As the second song suggests with its title, Mayer is certainly not done “Changing.” This one’s a bit like a layered story, with the music changing along with the lyrics. Folkish, country-inspired traits build up into a masterful blues-rock guitar solo that reminds listeners of Pink Floyd’s David Gilmour. “Changing” is a good example of positive growth that retains the best of its roots.  

After the climb comes the fall. The radio-friendly song of the EP, “Love on the Weekend,” is nothing special. Having been released as a single in November, the song is like the rest of the mainstream country pop songs out there: catchy for a while but easily forgotten.
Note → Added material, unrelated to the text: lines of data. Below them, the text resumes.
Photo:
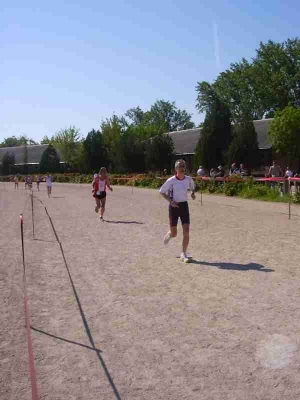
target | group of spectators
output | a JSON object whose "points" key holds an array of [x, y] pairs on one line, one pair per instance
{"points": [[275, 171], [220, 171]]}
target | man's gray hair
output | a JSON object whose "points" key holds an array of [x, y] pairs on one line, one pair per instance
{"points": [[180, 161]]}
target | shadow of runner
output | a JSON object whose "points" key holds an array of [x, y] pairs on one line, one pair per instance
{"points": [[233, 266], [124, 222], [84, 320]]}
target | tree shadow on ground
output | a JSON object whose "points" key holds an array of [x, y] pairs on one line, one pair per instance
{"points": [[124, 222], [65, 340], [233, 266]]}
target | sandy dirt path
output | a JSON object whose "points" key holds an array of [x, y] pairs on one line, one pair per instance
{"points": [[125, 319]]}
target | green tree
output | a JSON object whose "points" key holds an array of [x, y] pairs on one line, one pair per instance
{"points": [[215, 135], [67, 142], [284, 132], [112, 129], [13, 141], [159, 152], [50, 161], [46, 140], [133, 152], [8, 162], [162, 117], [95, 153], [269, 82], [244, 146]]}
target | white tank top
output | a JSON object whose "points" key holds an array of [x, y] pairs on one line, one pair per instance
{"points": [[102, 186]]}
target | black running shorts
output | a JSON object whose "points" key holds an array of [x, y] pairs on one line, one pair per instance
{"points": [[181, 212], [100, 196]]}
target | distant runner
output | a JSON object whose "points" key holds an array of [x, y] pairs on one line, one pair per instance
{"points": [[16, 180], [100, 183], [38, 180], [49, 185], [175, 190]]}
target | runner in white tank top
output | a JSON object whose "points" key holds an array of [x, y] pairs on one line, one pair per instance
{"points": [[100, 183], [175, 191], [49, 184]]}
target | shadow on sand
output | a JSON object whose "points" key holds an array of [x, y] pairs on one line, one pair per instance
{"points": [[233, 266], [124, 222]]}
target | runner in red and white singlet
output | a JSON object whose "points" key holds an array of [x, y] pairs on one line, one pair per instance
{"points": [[100, 183]]}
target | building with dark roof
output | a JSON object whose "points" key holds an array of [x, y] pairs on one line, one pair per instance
{"points": [[32, 159], [185, 142]]}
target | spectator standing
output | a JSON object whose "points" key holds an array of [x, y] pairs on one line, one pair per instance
{"points": [[213, 172], [275, 170], [234, 170], [288, 173], [243, 170], [200, 171], [220, 172]]}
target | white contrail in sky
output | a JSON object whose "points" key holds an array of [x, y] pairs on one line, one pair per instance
{"points": [[217, 47]]}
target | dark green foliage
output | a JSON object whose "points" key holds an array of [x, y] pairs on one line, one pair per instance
{"points": [[50, 161], [159, 152], [215, 135]]}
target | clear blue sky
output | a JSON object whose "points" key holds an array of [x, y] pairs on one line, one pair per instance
{"points": [[75, 62]]}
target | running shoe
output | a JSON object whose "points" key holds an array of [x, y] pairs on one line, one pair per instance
{"points": [[185, 258], [167, 238]]}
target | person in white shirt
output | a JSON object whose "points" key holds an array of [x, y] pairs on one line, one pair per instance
{"points": [[100, 183], [288, 173], [49, 184], [175, 191], [200, 171]]}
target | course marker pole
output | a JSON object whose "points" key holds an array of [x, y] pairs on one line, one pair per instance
{"points": [[34, 393]]}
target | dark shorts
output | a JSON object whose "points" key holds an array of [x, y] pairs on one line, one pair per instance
{"points": [[181, 212], [100, 196]]}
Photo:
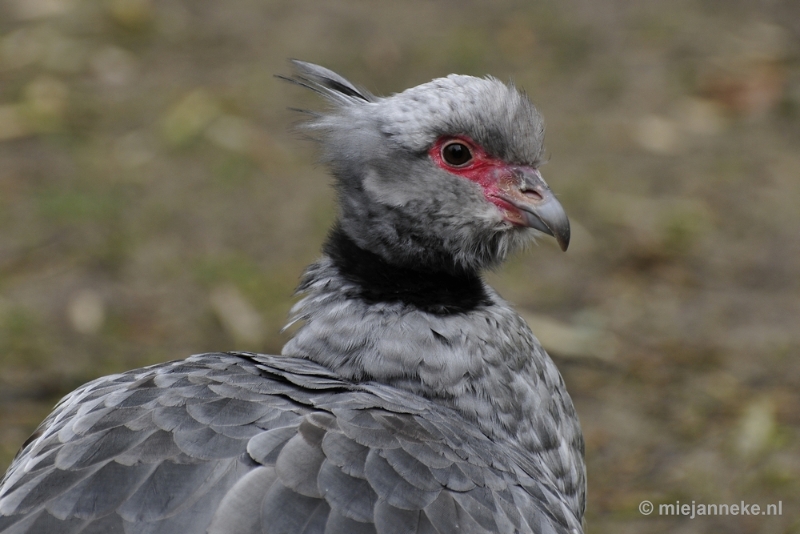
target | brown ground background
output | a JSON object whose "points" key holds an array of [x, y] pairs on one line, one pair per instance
{"points": [[154, 204]]}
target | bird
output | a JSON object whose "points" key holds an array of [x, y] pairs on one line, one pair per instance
{"points": [[412, 398]]}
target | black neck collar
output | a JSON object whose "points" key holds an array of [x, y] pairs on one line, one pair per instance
{"points": [[430, 290]]}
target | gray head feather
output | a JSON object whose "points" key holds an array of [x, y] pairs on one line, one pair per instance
{"points": [[393, 200]]}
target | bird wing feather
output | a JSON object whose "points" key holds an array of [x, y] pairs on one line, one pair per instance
{"points": [[250, 443]]}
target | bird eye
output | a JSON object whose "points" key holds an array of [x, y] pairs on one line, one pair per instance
{"points": [[456, 154]]}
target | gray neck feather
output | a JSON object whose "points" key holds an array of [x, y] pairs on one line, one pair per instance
{"points": [[484, 363]]}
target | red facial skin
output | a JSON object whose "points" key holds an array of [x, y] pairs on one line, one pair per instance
{"points": [[496, 177]]}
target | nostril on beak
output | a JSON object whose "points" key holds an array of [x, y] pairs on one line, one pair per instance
{"points": [[532, 194]]}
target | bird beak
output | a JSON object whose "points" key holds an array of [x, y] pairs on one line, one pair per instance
{"points": [[525, 189]]}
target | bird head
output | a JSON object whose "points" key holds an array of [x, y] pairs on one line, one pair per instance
{"points": [[442, 176]]}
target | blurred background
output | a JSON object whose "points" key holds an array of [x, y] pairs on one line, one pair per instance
{"points": [[154, 203]]}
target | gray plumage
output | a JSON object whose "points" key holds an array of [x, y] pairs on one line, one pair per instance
{"points": [[393, 409]]}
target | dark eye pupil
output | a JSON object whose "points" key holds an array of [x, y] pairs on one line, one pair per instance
{"points": [[456, 154]]}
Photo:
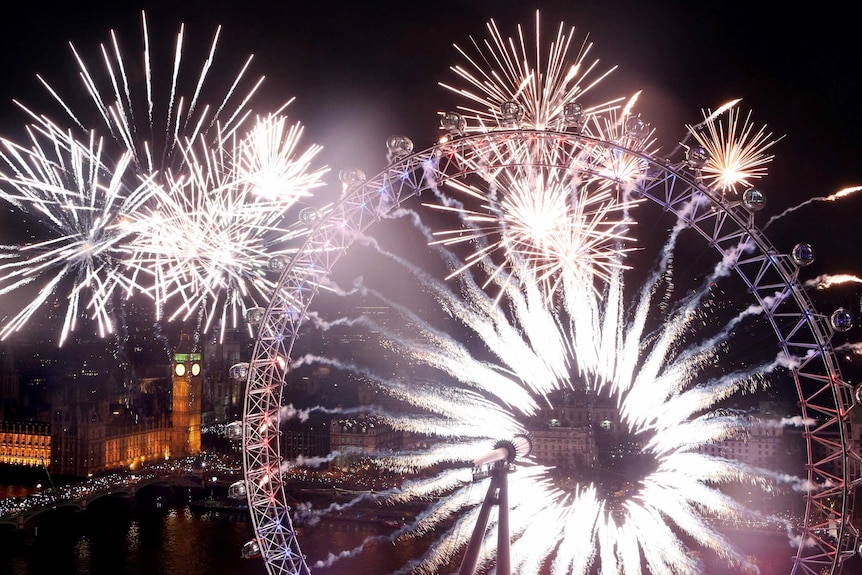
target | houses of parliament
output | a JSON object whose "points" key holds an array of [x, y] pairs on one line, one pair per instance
{"points": [[101, 404]]}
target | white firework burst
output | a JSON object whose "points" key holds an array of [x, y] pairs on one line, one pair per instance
{"points": [[737, 154]]}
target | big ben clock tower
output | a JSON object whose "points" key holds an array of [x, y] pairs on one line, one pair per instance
{"points": [[187, 376]]}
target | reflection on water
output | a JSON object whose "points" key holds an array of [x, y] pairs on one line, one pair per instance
{"points": [[147, 537]]}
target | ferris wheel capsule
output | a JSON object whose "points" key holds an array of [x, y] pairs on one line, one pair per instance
{"points": [[753, 199], [398, 147], [802, 254], [636, 128], [453, 123]]}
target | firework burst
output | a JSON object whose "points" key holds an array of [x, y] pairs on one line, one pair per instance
{"points": [[180, 203], [216, 235], [647, 377], [737, 154], [82, 202]]}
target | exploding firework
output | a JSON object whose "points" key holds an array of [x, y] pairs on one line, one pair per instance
{"points": [[83, 200], [732, 153], [216, 236], [185, 201], [625, 366]]}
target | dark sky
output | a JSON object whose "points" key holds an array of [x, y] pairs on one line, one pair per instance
{"points": [[362, 71]]}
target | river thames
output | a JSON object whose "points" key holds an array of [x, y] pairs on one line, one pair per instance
{"points": [[166, 535]]}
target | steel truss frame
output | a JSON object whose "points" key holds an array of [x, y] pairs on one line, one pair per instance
{"points": [[727, 226]]}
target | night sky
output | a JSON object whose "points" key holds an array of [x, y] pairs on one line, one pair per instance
{"points": [[363, 71]]}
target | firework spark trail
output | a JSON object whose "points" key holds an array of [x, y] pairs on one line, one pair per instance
{"points": [[826, 281], [670, 449], [200, 234], [831, 198], [82, 201], [737, 155]]}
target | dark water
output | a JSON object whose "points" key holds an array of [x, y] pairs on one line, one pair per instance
{"points": [[165, 536]]}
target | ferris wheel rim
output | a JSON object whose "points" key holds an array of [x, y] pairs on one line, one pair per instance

Calling upon big bangs and dinosaurs, “You’re Gonna Live Forever in Me” tells the story of beginnings and endings. The fourth and final song of the EP grabs the minds of its listeners with poignant lyrics and a soft, sad tone. Being both nostalgic and hopeful, the song has an “oh well” feel to it – the one that comes after a cathartic cry – that can be truly felt throughout the song with Mayer’s whistling.

By mixing folksy acoustics with blues, “Wave One” offers something for John Mayer fans of all generations. While “The Search for Everything” is yet to be released, the first wave of songs makes it safe to expect it to be a high caliber album.